Bare Bones by Sara Wright

In the pure white sun dream
I wore a necklace –
 bearstone and bone.
For months
meaning
eluded me,
but feeling
 erupted
from within-
 a volcano
was burning
somewhere
beyond me –
destructive fires,
my body knew.
And beyond that
stones and bones.

 Extremes freeze authenticity.

Why is it
that I cannot
hold onto Dark
the way others do?
I keep shedding Shades
like outworn skins –
“Let them go” I pray,
missing the point completely.
An error bordering
 on personal stupidity –
Sometimes
Shadow
casts a shroud
to create clarity.
Instead of berating
myself, I need
to look to others
to uncover
what’s hidden
in them.
I own my flaws.
There are dark
rooms in everyone’s house –
not just my own.

 

Working notes:

As we move into the dark of the year I have an illumination about a dream I had at the height of the summer – a dream that was offering me truth about someone I considered a friend. It interests me that understanding didn’t “dawn” until now. We are close to All Hallows and the Feast of the Dead – a time to reflect on darkness and shadow. What comes to me is the necessity of not focusing exclusively on being account able. My tendency is to find fault with myself while failing to look at what others do. Maybe at this turning more women need to do the same?

Sara is a naturalist, ethologist ( a person who studies animals in their natural habitats) (former) Jungian Pattern Analyst, and a writer. She publishes her work regularly in a number of different venues and is presently living in Northern New Mexico.

  

 

Author: Sara Wright

I am a writer and naturalist who lives in a little log cabin by a brook with my two dogs and a ring necked dove named Lily B. I write a naturalist column for a local paper and also publish essays, poems and prose in a number of other publications.

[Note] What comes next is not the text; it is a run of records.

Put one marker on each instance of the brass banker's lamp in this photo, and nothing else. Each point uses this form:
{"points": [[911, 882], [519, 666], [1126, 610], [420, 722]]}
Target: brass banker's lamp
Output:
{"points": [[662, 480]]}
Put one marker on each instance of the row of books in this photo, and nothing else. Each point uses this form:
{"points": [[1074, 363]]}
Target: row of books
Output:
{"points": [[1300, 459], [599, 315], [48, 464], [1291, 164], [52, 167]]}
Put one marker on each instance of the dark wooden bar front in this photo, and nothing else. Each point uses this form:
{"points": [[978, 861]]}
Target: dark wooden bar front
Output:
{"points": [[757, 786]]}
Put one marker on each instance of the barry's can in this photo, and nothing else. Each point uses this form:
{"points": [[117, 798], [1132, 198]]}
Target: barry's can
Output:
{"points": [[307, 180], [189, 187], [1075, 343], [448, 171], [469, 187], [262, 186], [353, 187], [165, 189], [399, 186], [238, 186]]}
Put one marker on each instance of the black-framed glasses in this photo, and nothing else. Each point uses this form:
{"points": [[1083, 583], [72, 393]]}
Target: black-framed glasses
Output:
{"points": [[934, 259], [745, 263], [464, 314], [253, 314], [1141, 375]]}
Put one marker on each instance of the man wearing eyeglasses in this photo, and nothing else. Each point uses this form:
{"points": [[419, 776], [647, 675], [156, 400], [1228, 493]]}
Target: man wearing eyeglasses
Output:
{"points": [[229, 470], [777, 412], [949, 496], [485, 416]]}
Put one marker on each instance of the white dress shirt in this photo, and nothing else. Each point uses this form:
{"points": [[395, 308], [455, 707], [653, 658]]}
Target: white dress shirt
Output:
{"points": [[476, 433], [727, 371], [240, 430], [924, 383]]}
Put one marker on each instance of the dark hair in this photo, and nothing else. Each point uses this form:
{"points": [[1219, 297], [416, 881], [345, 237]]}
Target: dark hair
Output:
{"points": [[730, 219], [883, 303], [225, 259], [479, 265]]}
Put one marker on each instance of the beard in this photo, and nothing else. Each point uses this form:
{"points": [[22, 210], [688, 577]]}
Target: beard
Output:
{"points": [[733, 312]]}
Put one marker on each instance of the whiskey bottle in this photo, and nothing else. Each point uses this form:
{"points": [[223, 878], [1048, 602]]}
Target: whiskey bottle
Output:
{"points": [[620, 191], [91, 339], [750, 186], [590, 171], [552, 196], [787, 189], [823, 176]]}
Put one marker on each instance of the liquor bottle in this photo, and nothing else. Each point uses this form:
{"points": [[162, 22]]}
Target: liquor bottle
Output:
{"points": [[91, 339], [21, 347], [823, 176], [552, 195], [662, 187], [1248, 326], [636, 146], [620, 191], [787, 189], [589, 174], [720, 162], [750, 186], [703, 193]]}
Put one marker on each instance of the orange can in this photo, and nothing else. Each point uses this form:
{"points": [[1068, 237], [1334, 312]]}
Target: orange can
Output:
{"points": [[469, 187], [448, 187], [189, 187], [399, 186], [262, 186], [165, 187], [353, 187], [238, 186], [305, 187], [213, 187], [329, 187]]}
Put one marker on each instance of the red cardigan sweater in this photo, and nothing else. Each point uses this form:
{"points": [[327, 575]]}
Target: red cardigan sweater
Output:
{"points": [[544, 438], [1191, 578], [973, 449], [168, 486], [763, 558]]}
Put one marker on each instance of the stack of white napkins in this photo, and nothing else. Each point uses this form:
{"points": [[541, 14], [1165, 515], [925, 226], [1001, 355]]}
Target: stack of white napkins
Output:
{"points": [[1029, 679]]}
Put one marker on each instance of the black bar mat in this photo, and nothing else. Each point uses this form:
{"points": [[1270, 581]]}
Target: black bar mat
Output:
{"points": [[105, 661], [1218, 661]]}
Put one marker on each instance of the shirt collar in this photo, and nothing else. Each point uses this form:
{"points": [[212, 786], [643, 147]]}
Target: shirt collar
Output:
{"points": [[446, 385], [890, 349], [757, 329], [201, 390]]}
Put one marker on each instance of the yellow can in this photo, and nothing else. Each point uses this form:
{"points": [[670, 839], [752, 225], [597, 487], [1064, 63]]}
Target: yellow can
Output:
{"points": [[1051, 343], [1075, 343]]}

3 thoughts on “Bare Bones by Sara Wright”

  1. “My tendency is to find fault with myself while failing to look at what others do.” I think it’s true that many (most?) women tend to find fault with themselves when there is friction–either personal or on a larger scale. The patriarchy has a way of shielding itself from accountability. Way past time for those who are not dominant (in a position of power) to stop taking up the slack. We really have no control over what others do, but we can respond wisely. More and more, I’m finding the wisest behavior is to distance oneself from those who behave in a patriarchal fashion.

    Liked by 2 people

    1. Delightful mood this morning, when I saw this bright headline…
      “A Record Number Of Women Will Serve In Congress
      (With Potentially More To Come)”

      The article also says — “With results still coming in, 98 women have won their House races as of early morning, up from the current 84. In addition, at least 13 women won Senate seats.”

      Liked by 1 person

  2. Esther – I am always shocked that patriarchy manages to distance it self from accountability – but the lack there of is a sign of these times too, I think.
    Personally I find being accountable for my ‘flaws’ sets me free so it’s not as if I want more shadows in my closet but I sure am tired of the lack of reciprocity when it comes to others… ugh.